Wilmarth was forced to live in a bubble. And when outside of it, always wore a mask.
"It's very interesting because people would back away from me. I would get all sorts of comments."
But not anymore. Her new normal... is ours now.
"Unfortunately, when we start to come out of the surge, there will probably be another one," said Dr. Sharon Wright, an infectious disease specialist at Beth Israel Deaconess Medical Center.
She said what needs to be done after a lockdown is lifted is still somewhat of a moving target.
"It may change over time. I mean, we haven't been post-any pandemic like this in most of our lifetimes," Wright said. "But you still want to make sure you're keeping some of that distance and not exposing yourself to lots of people all at once outside of your quarantine circle, so to speak."
And while some people may stop wearing masks, she said others in higher risk categories might choose to continue that practice.
Wright said she's also hopeful that as things begin to open up, those people who have been worried about coming into hospitals will be able to be seen by medical professionals.
There's also emotional and mental health to keep track of, said Dr.
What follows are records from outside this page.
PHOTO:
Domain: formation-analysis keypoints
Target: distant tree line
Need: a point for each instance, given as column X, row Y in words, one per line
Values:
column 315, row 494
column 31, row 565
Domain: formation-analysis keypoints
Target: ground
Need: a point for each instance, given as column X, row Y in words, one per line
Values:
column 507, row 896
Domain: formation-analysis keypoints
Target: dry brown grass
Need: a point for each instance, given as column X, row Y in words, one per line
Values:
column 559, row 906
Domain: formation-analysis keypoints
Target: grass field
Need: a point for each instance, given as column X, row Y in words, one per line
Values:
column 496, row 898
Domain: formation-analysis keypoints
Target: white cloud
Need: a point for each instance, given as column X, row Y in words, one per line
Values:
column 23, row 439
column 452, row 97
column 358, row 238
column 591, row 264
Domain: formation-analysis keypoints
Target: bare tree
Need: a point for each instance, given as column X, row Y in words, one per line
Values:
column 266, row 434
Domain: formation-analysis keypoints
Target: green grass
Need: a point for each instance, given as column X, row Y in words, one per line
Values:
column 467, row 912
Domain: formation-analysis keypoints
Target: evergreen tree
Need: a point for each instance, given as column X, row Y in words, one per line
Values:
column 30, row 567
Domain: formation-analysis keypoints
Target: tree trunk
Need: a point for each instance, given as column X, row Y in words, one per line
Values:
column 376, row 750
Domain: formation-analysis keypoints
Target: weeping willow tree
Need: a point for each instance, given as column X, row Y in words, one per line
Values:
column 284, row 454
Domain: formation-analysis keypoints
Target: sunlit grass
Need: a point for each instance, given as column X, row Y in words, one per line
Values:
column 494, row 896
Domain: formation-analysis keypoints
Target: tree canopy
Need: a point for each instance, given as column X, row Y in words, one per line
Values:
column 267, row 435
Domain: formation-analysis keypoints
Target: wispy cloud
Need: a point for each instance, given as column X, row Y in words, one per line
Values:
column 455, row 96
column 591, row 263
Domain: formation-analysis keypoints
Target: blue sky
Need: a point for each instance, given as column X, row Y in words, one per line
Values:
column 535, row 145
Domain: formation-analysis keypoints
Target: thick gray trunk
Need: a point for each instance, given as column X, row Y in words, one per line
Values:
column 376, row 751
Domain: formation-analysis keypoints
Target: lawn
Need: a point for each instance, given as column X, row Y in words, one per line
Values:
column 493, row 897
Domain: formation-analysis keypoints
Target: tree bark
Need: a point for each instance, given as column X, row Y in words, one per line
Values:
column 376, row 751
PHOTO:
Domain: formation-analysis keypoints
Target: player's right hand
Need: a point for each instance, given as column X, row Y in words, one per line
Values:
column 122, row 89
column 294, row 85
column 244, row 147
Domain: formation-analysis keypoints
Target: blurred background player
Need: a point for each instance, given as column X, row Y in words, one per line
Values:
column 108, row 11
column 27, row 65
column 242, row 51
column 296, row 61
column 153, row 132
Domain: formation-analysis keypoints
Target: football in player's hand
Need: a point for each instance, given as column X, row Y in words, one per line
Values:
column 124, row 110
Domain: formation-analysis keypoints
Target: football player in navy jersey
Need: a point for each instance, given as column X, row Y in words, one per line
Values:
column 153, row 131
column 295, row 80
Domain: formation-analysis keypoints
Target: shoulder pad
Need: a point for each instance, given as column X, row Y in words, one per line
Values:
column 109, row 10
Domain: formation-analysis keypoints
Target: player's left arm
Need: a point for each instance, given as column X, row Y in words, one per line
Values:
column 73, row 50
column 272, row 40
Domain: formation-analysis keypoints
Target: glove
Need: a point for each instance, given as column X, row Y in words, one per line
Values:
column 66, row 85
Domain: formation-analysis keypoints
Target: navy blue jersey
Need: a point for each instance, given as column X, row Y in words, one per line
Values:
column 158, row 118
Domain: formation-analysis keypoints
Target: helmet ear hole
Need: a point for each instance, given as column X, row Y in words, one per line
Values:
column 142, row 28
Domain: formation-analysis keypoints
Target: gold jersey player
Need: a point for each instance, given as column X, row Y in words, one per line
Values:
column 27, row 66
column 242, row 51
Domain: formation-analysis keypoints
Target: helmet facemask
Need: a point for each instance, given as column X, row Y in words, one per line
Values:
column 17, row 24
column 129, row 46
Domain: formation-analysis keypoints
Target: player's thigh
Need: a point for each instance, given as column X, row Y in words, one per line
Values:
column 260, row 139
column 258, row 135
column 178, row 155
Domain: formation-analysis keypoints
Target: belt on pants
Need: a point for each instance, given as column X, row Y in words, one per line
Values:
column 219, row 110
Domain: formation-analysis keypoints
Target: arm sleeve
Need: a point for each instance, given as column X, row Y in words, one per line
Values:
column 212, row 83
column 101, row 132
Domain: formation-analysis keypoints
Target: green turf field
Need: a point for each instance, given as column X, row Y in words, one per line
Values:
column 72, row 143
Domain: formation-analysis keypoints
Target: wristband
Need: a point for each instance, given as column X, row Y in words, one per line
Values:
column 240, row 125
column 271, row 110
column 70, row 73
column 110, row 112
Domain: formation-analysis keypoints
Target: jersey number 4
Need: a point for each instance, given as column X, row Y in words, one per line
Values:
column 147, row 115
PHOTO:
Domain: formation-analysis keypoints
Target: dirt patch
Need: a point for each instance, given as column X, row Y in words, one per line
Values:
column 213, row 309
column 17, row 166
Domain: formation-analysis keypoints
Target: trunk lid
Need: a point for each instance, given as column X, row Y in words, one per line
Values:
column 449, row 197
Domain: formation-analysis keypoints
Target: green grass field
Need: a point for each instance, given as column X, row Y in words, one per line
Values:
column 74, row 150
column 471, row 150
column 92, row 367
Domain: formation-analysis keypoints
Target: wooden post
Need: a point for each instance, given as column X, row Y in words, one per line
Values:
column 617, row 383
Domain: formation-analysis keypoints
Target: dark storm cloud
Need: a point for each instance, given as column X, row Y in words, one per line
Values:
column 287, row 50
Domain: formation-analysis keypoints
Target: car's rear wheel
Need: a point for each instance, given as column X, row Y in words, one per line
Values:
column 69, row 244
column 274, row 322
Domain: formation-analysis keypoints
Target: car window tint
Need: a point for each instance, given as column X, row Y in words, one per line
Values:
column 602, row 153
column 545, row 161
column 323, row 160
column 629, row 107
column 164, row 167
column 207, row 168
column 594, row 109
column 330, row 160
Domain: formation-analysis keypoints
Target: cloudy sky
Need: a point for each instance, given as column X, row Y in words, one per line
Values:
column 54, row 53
Alice Connors-Kellgren, a clinical psychologist at Tufts Medical Center.
"With any change there is a process of grief that happens," she said.
Connors-Kellgren said many of us are still working through the five stages of grief from losing our old normal -- denial, anger, bargaining, depression and acceptance.
"The best way to cope with uncertainty is to try and be as present in the moment as possible," she said.
And that's exactly what Wilmarth does. Her advice? Find a passion. Hers has become photography. And find a purpose. She volunteers online.
"When you have that interest, it sparks that joy within you," she said.
And most of all, Wilmarth said, remember that you are not alone.